You know what puts your child at ease. And you know what triggers problem behaviors. Share this information with the health care team.
Many children have a comfort object, such as a favorite blanket or toy. Ask if it is OK to bring this object along.
Consider using rewards. Providing a small reward at different stages in a medical visit may help keep things moving along smoothly. For example, your child might get one small reward after being weighed and another after having blood drawn. You know better than anyone what motivates your child.
Let Your Child Know What to Expect
For many nonverbal children, a visual schedule can be very helpful.

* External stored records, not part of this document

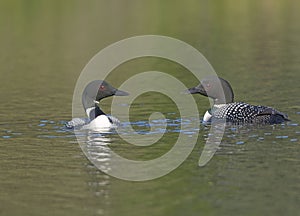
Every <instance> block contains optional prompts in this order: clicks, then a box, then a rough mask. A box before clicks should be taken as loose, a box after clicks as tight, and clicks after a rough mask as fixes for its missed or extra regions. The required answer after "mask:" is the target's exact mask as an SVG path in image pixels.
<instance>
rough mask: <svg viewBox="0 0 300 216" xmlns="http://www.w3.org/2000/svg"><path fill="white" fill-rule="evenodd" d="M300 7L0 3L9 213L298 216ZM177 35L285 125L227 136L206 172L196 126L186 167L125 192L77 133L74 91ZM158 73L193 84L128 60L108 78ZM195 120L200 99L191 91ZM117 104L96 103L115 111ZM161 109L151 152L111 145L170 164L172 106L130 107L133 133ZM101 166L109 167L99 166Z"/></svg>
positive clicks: (139, 182) (205, 166)
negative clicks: (100, 59) (113, 52)
mask: <svg viewBox="0 0 300 216" xmlns="http://www.w3.org/2000/svg"><path fill="white" fill-rule="evenodd" d="M299 9H300V4H299V3H298V2H296V1H276V2H274V1H268V0H264V1H240V2H237V1H235V2H234V1H223V2H221V3H220V2H218V3H217V2H213V1H209V2H208V1H188V2H184V3H183V2H181V1H173V2H161V1H151V2H148V3H142V2H141V1H130V3H128V2H125V1H124V2H120V1H109V2H105V1H88V2H83V1H1V3H0V26H1V28H0V32H1V33H0V45H1V51H0V52H1V55H0V74H1V80H0V84H1V85H0V90H1V91H0V99H1V103H0V108H1V113H0V119H1V121H0V125H1V129H0V140H1V141H0V145H1V151H0V165H1V169H0V195H1V196H0V214H1V215H297V214H298V212H299V210H300V209H299V201H300V195H299V192H300V183H299V182H300V181H299V180H300V173H299V168H300V159H299V158H300V157H299V153H300V151H299V147H300V146H299V144H300V142H299V134H300V128H299V123H300V100H299V81H300V73H299V69H300V23H299V19H300V16H299ZM144 34H158V35H166V36H170V37H175V38H178V39H180V40H183V41H185V42H187V43H189V44H191V45H192V46H194V47H195V48H197V49H198V50H199V51H200V52H201V53H202V54H203V55H204V56H205V57H206V58H207V59H208V60H209V61H210V63H211V64H212V66H213V67H214V69H215V70H216V72H217V74H218V75H220V76H222V77H224V78H226V79H227V80H229V81H230V83H231V84H232V86H233V89H234V92H235V98H236V100H237V101H245V102H249V103H252V104H262V105H268V106H273V107H276V108H277V109H278V110H280V111H282V112H285V113H287V114H288V115H289V117H290V119H291V120H292V121H291V122H288V123H286V124H283V125H276V126H268V125H265V126H239V127H237V126H236V127H233V126H231V127H228V128H227V129H226V131H225V134H224V137H223V140H222V143H221V145H220V146H219V149H218V151H217V153H216V154H215V156H214V157H213V159H212V160H211V161H210V162H209V163H208V164H207V165H206V166H205V167H201V168H200V167H198V160H199V155H200V153H201V151H202V149H203V147H204V144H205V139H206V138H207V136H208V133H209V127H205V126H201V127H200V130H199V131H198V134H197V135H198V141H197V144H196V146H195V148H194V150H193V152H192V153H191V154H190V156H189V157H188V158H187V160H186V161H185V162H184V163H183V164H182V165H181V166H179V167H178V168H177V169H176V170H174V171H173V172H171V173H170V174H168V175H166V176H164V177H161V178H159V179H155V180H152V181H147V182H128V181H123V180H120V179H117V178H114V177H110V176H108V175H106V174H104V173H103V172H101V171H99V170H98V169H97V168H96V167H95V166H93V165H92V164H91V163H90V162H89V160H87V159H86V157H85V156H84V154H83V152H82V151H81V149H80V147H79V145H78V143H77V141H76V137H75V135H74V133H73V132H72V131H69V130H66V129H65V128H64V122H65V121H67V120H69V119H70V118H71V117H72V116H71V113H72V110H71V104H72V94H73V90H74V87H75V83H76V80H77V78H78V76H79V74H80V72H81V70H82V69H83V67H84V66H85V65H86V63H87V62H88V61H89V60H90V59H91V58H92V57H93V56H94V55H95V54H96V53H97V52H98V51H100V50H101V49H103V48H104V47H106V46H108V45H109V44H111V43H114V42H116V41H119V40H121V39H124V38H127V37H130V36H135V35H144ZM147 70H160V71H164V72H166V73H169V74H171V75H173V76H176V77H177V78H180V79H181V80H182V82H184V83H185V84H186V85H188V86H189V87H191V86H194V85H196V84H197V81H196V80H194V79H193V76H191V75H189V74H188V73H187V71H183V70H184V69H183V68H182V67H180V66H178V65H176V64H171V63H170V62H165V61H158V60H157V59H151V58H150V59H144V60H134V61H131V62H128V63H125V64H124V65H121V66H120V67H118V68H116V69H115V71H113V73H111V76H110V77H108V80H109V81H110V82H111V83H112V84H114V85H118V84H120V83H122V81H123V80H124V79H126V78H127V77H129V76H131V75H133V74H137V73H140V72H143V71H147ZM195 99H196V100H197V101H198V108H199V113H200V114H201V115H202V114H203V113H204V112H205V110H206V109H207V108H208V106H209V103H208V101H207V99H206V98H203V97H201V96H199V95H195ZM110 102H111V100H110V99H106V100H104V101H103V102H102V105H103V108H104V110H105V111H107V112H109V108H110ZM152 112H162V113H163V114H165V116H166V118H168V119H169V123H172V124H169V126H168V128H167V129H168V130H167V133H166V134H165V135H164V136H163V139H162V140H161V141H160V142H158V143H156V144H155V145H154V146H153V147H152V148H147V149H143V148H134V147H131V148H130V145H128V144H125V143H124V142H123V140H122V139H120V138H119V136H118V135H117V134H106V135H103V136H105V137H108V138H109V140H110V141H109V142H110V144H111V145H112V148H113V149H114V150H116V151H118V152H120V153H122V154H124V155H126V156H128V157H132V158H143V159H145V160H147V159H149V158H153V157H156V156H157V155H161V154H164V152H166V151H167V150H168V149H169V148H171V147H172V145H173V143H174V142H175V141H176V138H177V136H178V134H179V133H180V121H179V118H180V116H179V114H178V109H177V108H176V107H174V103H173V102H172V101H171V100H169V99H168V98H166V97H164V96H162V95H157V94H146V95H144V96H143V95H142V96H140V97H139V98H137V99H136V101H135V102H134V104H133V105H132V108H131V113H133V114H134V115H131V121H132V123H133V128H135V129H136V131H137V132H140V133H143V132H147V131H148V130H149V127H148V117H149V116H150V115H151V113H152ZM104 165H105V163H104Z"/></svg>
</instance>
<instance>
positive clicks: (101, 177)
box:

Include pictures for key steps in the visit. For example, there might be pictures for the weight check, the height check, the blood pressure check, and so on.
Social stories are another useful tool. These are simple stories about social situations, such as going to the doctor. They are designed to help kids with autism understand how they are expected to behave in that setting.
It’s easier to provide this kind of support when your child sees the same health care team regularly. This highlights the importance of having a “medical home.” It isn’t a place. Instead, it’s a way of providing care to your child. It involves building a trusting relationship between your family and a health care team. This includes the primary provider, nurses, support staff, and other specialists you see regularly.
Over time, the health care team gets to know your child. You feel comfortable sharing concerns and asking questions. And your child feels understood. This type of care means more than words can say.